Ainda segundo o mesmo autor (ob. cit., Tomo IV, pp. 65-80), o saque da Guarda ocorreu dias depois, a 3 de Julho, quando Loison saiu de Almeida, retirando para o Sul. Em 5 de Julho foi saqueada Alpedrinha e no dia imediato Sarzedas, seguindo depois Loison para Abrantes e Santarém.
Um abraço amigo do,
Caro Albino: não vi o documentário a que o meu amigo se refere, por isso nada posso adiantar, mas, em matéria de História, os nossos produtos televisivos costumam deixar muito a desejar...
Não costuma ser mencionado, mas, durante a 1a. invasão, os franceses também andaram pela Beira Alta. Desconfio até que, num dos episódios dessas incursões, se não passaram pelas Terras de Algodres não devem ter andado muito longe... Sabe-se que o general Loison (o "Maneta"), retirando de Mesão Frio, passou pela Beira e terá seguido de Viseu para a Guarda. Na Guarda (como depois em Alpedrinha e noutros lugares), as tropas de Loison deixaram a sua passagem assinalada por terríveis massacres.
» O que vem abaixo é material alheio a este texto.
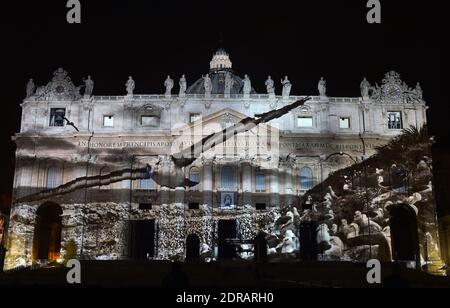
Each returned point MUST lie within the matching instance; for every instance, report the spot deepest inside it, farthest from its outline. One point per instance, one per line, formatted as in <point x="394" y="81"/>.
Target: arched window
<point x="260" y="182"/>
<point x="52" y="177"/>
<point x="147" y="184"/>
<point x="194" y="176"/>
<point x="306" y="178"/>
<point x="104" y="171"/>
<point x="227" y="177"/>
Mas ainda não consegui encontrar referências ao que se terá passado no percurso entre Viseu e a Guarda. Um grande abraço do,
Caro Nuno:
Visionei ontem na RptI o documentario "Vem ai os franceses", estava a espera de algo muito melhor, infelizmente a RPT defraudo-me, quase nem se referiram a terceira invasao, que passou pela nossa Beira!
Creio que este programa foi feito mais como uma desculpa aos franceses do que para ilustrar uma verdadeira oposicao nacional.
Fomos ai apresentados como que uns malfeitores e guerrilheiros contra os santinhos dos soldados franceses!!!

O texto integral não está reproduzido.